Alternative trading system company Liquidnet Inc. is settling allegations from the U.S. Securities and Exchange Commission (SEC) that it breached securities rules by having deficient controls.
The New York-based firm, which operates various alternative trading systems (ATSs), agreed to pay US$5 million to resolve charges that it violated U.S. federal securities laws in two areas — failing to have adequate market access controls and failing to establish sufficient policies and procedures to protect private trading information internally.
Specifically, the SEC alleged in its order that Liquidnet violated market access rules by failing to set proper credit limits on traders.
“From approximately 2019 through 2023, Liquidnet violated the market access rule by setting credit thresholds for non-broker-dealer customers without first performing adequate due diligence on their creditworthiness and frequently setting customer credit thresholds at a default of US$1 billion — regardless of the customer’s financial standing,” the SEC’s order said.
It also alleged that, between 2019 and 2024, the firm didn’t properly restrict access to confidential subscriber trading information to certain employees.
“First, Liquidnet did not have appropriate access controls for certain ATS data used by technology personnel for testing purposes. Second, Liquidnet permitted internal access to certain confidential subscriber trading information by certain employees who had no operational or compliance responsibilities for the Liquidnet ATSs,” the order said.

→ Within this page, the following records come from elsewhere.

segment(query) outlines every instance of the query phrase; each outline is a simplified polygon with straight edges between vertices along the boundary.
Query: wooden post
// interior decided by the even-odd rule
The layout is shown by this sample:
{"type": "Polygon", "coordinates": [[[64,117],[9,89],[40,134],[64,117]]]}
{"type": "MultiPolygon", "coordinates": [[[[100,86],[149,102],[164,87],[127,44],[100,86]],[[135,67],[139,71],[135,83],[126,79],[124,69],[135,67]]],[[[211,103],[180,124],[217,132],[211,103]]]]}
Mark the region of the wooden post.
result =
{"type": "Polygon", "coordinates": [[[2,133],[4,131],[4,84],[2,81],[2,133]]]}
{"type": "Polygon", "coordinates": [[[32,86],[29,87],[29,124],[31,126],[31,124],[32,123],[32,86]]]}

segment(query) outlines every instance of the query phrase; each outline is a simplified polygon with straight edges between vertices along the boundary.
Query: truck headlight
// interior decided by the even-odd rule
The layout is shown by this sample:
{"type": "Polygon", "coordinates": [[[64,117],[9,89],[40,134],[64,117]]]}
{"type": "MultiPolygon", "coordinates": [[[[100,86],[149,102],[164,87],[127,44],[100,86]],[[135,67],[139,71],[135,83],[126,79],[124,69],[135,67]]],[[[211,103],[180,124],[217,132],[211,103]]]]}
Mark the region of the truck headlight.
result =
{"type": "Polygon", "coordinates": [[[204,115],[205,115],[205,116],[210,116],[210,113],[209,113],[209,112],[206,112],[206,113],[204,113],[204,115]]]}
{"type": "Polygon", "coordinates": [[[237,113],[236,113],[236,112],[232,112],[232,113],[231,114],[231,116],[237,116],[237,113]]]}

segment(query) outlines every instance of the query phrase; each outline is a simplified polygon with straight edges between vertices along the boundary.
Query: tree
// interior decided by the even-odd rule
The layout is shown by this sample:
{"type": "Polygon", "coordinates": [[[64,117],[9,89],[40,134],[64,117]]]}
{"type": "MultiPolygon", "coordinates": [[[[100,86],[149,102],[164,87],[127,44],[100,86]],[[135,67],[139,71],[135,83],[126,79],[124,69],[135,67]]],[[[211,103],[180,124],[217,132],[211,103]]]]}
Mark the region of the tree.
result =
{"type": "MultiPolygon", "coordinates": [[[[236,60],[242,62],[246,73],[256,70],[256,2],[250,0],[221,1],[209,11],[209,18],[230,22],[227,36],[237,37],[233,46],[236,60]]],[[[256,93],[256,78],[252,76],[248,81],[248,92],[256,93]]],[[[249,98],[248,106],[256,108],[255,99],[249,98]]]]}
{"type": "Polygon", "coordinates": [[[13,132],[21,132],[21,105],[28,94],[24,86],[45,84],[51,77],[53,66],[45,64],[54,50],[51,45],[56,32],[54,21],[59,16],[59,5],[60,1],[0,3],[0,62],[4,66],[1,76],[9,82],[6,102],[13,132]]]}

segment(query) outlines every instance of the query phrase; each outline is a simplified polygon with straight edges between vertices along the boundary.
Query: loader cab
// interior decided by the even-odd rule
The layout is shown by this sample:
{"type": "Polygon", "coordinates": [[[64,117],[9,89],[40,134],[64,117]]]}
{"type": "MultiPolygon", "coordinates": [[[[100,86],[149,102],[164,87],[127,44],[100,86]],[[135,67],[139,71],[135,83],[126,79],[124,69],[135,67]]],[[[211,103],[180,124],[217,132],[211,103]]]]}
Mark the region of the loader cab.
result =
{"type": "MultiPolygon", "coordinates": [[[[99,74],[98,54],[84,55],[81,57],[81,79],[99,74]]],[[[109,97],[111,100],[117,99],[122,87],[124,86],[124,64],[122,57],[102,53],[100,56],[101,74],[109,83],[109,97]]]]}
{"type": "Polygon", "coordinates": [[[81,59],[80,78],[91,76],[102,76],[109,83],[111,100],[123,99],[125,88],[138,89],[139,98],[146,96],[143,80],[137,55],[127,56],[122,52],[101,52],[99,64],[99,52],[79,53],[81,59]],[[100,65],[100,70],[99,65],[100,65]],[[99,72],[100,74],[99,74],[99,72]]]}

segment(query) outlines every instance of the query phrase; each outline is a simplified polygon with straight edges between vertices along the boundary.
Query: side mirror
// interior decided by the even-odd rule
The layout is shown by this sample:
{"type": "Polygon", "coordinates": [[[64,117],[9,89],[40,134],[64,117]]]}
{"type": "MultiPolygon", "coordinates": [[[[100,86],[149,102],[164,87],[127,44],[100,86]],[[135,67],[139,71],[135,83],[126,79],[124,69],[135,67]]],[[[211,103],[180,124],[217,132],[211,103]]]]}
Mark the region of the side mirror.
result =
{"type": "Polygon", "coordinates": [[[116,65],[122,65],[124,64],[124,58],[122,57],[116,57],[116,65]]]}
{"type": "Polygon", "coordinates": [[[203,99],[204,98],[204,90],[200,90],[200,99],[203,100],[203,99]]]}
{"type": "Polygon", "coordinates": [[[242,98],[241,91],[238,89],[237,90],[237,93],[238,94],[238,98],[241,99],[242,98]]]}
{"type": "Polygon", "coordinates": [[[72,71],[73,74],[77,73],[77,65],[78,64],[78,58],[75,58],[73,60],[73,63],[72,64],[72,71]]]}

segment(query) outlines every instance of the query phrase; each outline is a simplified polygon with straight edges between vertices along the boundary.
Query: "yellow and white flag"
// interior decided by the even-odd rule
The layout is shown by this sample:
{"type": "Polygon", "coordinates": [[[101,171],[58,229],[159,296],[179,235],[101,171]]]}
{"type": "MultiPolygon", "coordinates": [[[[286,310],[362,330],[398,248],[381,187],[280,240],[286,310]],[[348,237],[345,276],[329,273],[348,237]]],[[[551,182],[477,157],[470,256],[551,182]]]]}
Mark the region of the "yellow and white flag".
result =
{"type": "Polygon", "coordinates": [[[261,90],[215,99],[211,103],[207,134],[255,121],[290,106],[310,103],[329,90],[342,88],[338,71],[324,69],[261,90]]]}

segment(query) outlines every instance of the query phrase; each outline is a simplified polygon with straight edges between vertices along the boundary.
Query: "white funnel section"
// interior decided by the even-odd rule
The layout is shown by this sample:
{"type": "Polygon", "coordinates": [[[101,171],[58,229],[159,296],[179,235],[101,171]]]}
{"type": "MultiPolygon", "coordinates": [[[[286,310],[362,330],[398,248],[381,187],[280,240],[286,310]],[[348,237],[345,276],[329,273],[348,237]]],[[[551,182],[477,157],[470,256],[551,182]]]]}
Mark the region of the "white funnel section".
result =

Liquidnet agreed to settle the charges without admitting or denying the regulator’s allegations.
In addition to the monetary penalty, the SEC noted that Liquidnet also agreed to be censured, and it said that the firm has undertaken efforts to fix the shortcomings, including retaining an outside consultant to improve its controls.
“ATS operators must have controls in place to mitigate risks associated with their systems, such as market access and the potential exposure of confidential subscriber trading information in order to protect investors,” said Joseph Sansone, chief of the SEC’s market abuse unit, in a release on Friday.